Solo – Masyarakat awam dinilai masih banyak yang bingung dengan istilah-istilah soal pandemi covid-19. Guru Besar UNS, Prof Andrik Purwasito mengatakan, dalam menghadapi pandemi Corona, masyarakat pada umumnya memang berada pada taraf kebingungan terminologik.
“Hal ini disebabkan oleh istilah yang digunakan untuk menyebut pandemi Corona ini, seperti lockdown, semi lockdown, social distancing, karantina, orang dalam pemantauan (ODP), pasien dalam pengawasan (PDP), Pembatasan Sosial Berskala Besar (PSBB), Pandemi, Epidemi, dan lain-lain,” ungkap Andrik kepada Timlo.net, Rabu (8/4).

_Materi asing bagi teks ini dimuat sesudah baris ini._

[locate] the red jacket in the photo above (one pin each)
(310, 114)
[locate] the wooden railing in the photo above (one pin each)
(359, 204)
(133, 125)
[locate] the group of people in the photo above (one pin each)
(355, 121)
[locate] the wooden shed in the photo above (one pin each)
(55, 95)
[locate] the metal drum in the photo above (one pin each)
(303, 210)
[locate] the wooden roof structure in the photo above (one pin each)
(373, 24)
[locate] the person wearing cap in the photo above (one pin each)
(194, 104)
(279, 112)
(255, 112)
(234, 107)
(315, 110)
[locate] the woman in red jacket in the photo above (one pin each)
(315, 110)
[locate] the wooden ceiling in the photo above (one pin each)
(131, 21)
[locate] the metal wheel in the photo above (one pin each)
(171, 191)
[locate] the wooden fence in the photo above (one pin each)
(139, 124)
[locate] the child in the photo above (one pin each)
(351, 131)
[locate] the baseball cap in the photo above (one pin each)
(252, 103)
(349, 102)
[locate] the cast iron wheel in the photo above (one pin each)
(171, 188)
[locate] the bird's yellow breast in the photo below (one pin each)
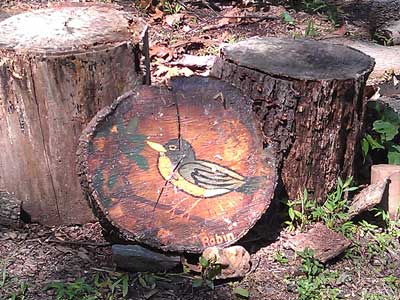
(167, 171)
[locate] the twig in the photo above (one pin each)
(79, 243)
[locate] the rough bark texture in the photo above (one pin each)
(179, 170)
(10, 210)
(308, 96)
(58, 67)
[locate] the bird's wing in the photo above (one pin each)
(209, 175)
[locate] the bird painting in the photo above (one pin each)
(177, 164)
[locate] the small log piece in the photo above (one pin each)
(10, 210)
(135, 258)
(58, 67)
(309, 97)
(181, 169)
(391, 173)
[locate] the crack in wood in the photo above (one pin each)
(43, 142)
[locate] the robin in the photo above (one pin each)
(177, 163)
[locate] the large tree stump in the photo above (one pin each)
(179, 170)
(308, 95)
(58, 67)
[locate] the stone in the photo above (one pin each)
(325, 242)
(235, 260)
(135, 258)
(368, 198)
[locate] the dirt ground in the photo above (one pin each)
(38, 255)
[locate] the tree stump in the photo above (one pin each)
(180, 169)
(58, 67)
(10, 210)
(309, 97)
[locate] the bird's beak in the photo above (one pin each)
(156, 146)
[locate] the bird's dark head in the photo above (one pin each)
(177, 150)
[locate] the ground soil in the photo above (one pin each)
(40, 255)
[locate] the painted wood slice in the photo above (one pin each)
(179, 169)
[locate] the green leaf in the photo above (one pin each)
(204, 262)
(291, 213)
(387, 129)
(132, 125)
(241, 292)
(197, 282)
(394, 155)
(142, 162)
(373, 143)
(288, 18)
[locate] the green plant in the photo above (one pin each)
(331, 11)
(280, 257)
(172, 8)
(384, 134)
(210, 269)
(288, 19)
(310, 29)
(314, 284)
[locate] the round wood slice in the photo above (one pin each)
(309, 97)
(58, 67)
(180, 169)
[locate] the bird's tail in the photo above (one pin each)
(251, 185)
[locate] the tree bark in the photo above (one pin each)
(309, 97)
(58, 67)
(180, 169)
(10, 210)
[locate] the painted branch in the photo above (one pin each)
(308, 96)
(380, 173)
(10, 210)
(58, 67)
(179, 170)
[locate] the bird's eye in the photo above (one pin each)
(172, 147)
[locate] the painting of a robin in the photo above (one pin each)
(177, 163)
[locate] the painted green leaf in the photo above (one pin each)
(142, 162)
(132, 125)
(387, 129)
(112, 179)
(241, 292)
(394, 155)
(136, 138)
(373, 143)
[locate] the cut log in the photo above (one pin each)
(308, 96)
(10, 210)
(391, 173)
(180, 170)
(135, 258)
(58, 67)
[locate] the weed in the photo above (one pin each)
(209, 272)
(172, 8)
(280, 257)
(383, 134)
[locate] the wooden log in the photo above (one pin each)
(58, 67)
(308, 96)
(135, 258)
(380, 173)
(179, 170)
(10, 210)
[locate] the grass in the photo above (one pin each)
(375, 239)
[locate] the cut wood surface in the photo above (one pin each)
(309, 97)
(10, 210)
(180, 169)
(58, 67)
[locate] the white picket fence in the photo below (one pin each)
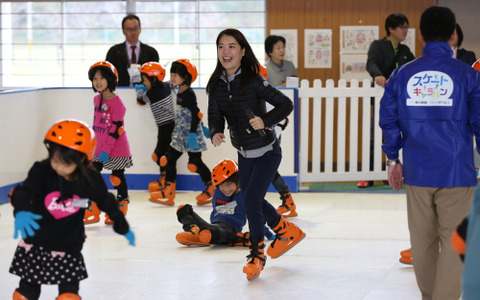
(335, 132)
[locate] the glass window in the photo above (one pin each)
(49, 44)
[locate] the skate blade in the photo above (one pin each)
(251, 276)
(166, 202)
(292, 245)
(193, 244)
(204, 202)
(290, 215)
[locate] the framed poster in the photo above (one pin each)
(318, 48)
(410, 40)
(357, 39)
(354, 66)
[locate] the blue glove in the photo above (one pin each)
(103, 157)
(192, 142)
(130, 236)
(206, 132)
(25, 223)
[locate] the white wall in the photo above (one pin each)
(466, 13)
(25, 117)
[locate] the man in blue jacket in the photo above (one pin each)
(430, 109)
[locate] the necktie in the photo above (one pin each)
(134, 57)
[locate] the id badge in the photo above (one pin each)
(134, 72)
(82, 203)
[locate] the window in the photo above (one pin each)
(51, 44)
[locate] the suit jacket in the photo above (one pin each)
(118, 56)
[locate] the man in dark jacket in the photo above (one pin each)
(127, 57)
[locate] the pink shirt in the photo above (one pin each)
(105, 122)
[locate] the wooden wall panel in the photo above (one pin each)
(331, 14)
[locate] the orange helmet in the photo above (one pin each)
(153, 69)
(103, 65)
(476, 65)
(223, 170)
(73, 134)
(263, 71)
(191, 69)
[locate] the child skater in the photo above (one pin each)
(113, 150)
(49, 207)
(237, 94)
(227, 217)
(187, 137)
(159, 95)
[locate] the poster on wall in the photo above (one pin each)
(410, 40)
(354, 66)
(291, 47)
(357, 39)
(318, 48)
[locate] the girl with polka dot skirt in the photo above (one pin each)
(49, 207)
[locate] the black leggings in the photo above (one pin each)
(164, 137)
(31, 291)
(193, 158)
(222, 233)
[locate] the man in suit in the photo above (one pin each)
(127, 57)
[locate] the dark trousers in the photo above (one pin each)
(164, 138)
(280, 185)
(256, 174)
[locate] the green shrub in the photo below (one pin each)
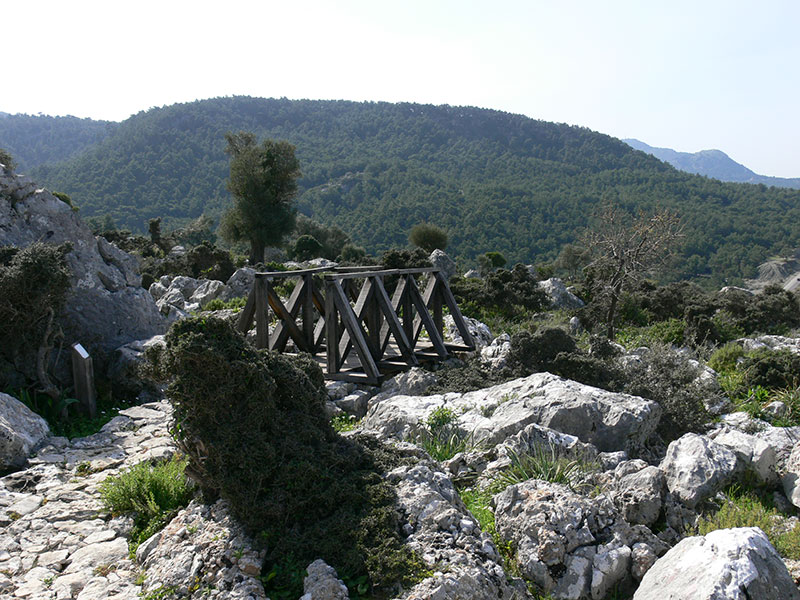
(770, 369)
(253, 426)
(152, 493)
(428, 237)
(668, 378)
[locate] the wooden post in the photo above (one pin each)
(83, 375)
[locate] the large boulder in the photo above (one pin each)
(728, 564)
(106, 306)
(560, 296)
(571, 546)
(21, 430)
(610, 421)
(696, 467)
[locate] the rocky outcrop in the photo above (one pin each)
(696, 467)
(571, 546)
(57, 541)
(21, 430)
(443, 532)
(560, 296)
(106, 306)
(608, 420)
(728, 564)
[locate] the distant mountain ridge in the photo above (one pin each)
(712, 163)
(494, 181)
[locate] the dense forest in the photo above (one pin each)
(495, 181)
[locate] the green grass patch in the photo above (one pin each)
(151, 493)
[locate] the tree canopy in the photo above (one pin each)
(263, 182)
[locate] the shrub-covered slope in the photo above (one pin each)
(493, 180)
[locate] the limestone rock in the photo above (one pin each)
(443, 532)
(610, 421)
(21, 430)
(728, 564)
(569, 545)
(640, 495)
(560, 296)
(106, 307)
(791, 478)
(696, 467)
(480, 332)
(322, 583)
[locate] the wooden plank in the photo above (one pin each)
(455, 312)
(248, 313)
(284, 316)
(307, 299)
(362, 305)
(425, 319)
(394, 325)
(262, 313)
(353, 327)
(331, 327)
(83, 377)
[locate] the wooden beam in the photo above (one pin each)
(353, 327)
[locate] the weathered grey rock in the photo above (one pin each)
(496, 353)
(728, 564)
(571, 546)
(696, 468)
(443, 532)
(480, 332)
(240, 283)
(322, 583)
(754, 454)
(208, 290)
(560, 296)
(204, 547)
(412, 382)
(791, 477)
(445, 264)
(106, 307)
(21, 430)
(607, 420)
(127, 361)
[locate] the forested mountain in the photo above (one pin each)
(37, 140)
(712, 163)
(495, 181)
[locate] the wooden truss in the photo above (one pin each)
(347, 316)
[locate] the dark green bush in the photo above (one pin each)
(668, 378)
(34, 282)
(253, 426)
(770, 369)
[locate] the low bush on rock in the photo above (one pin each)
(152, 493)
(749, 509)
(253, 426)
(34, 282)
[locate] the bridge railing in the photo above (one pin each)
(347, 313)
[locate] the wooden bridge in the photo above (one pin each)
(346, 320)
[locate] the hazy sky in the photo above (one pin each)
(688, 75)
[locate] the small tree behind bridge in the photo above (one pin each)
(625, 250)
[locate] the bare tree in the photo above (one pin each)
(625, 250)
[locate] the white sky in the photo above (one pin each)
(688, 75)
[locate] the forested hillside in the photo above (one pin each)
(37, 140)
(495, 181)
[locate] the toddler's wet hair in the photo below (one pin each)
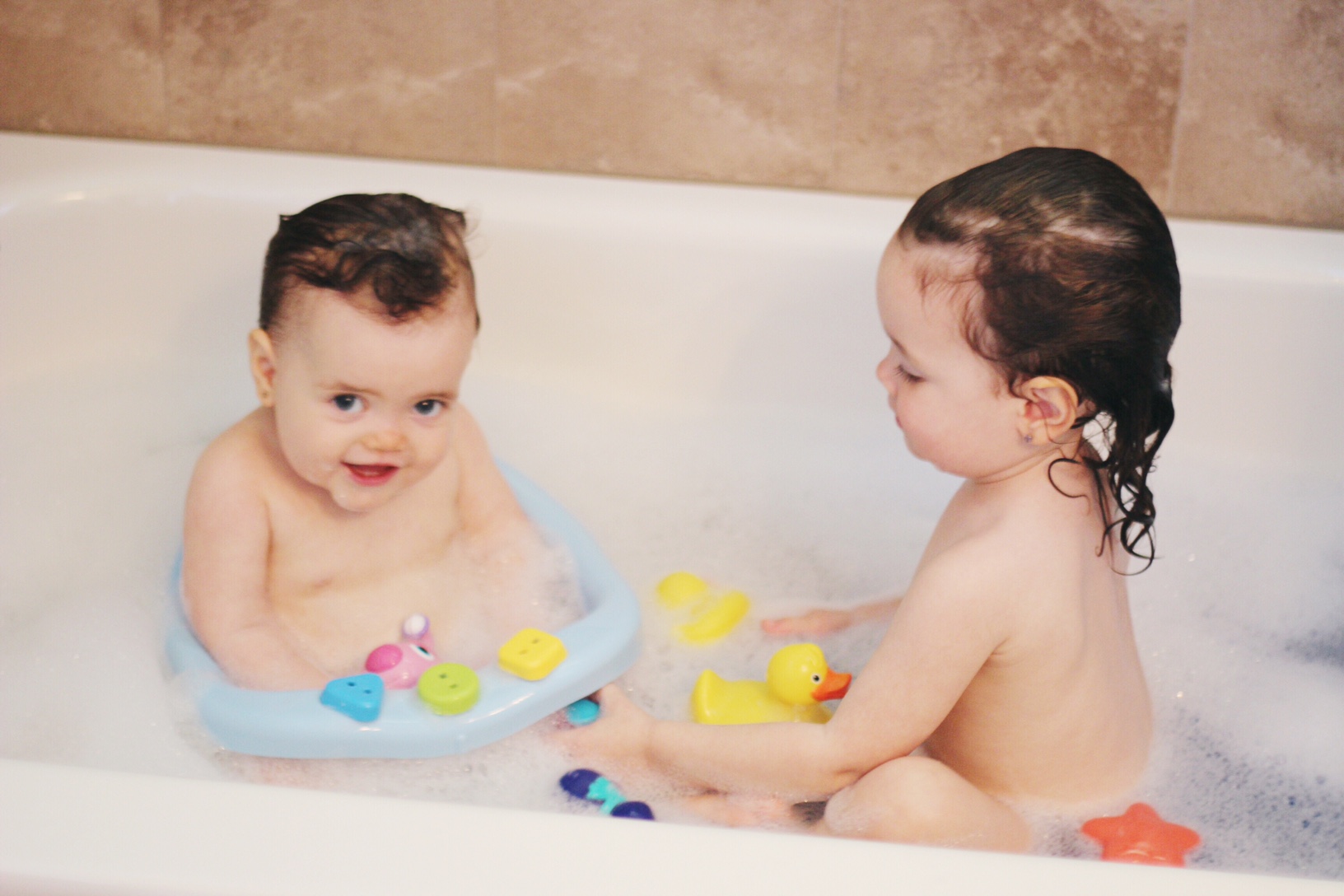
(408, 251)
(1080, 281)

Akibatnya, kata Andrik, terjadi apa yang disebut sebagai turbulensi terminologi, yakni kebingungan publik. Sebagian masyarakat justru mengambil makna istilah tersebut secara sembarangan. Sedangkan sebagian besar lainnya, mengambil inisiatif publik yang positif.
Sesungguhnya, menurut Andrik, Pemerintah melalui media sendiri maupun melalui media mainstream telah memberikan informasi untuk mengurangi ketidakpastian terminologi yang berkembang. Tetapi era sekarang ini, gempuran informasi dari media sosial, yang sebagian besar juga bercampur dengan informasi hoaks.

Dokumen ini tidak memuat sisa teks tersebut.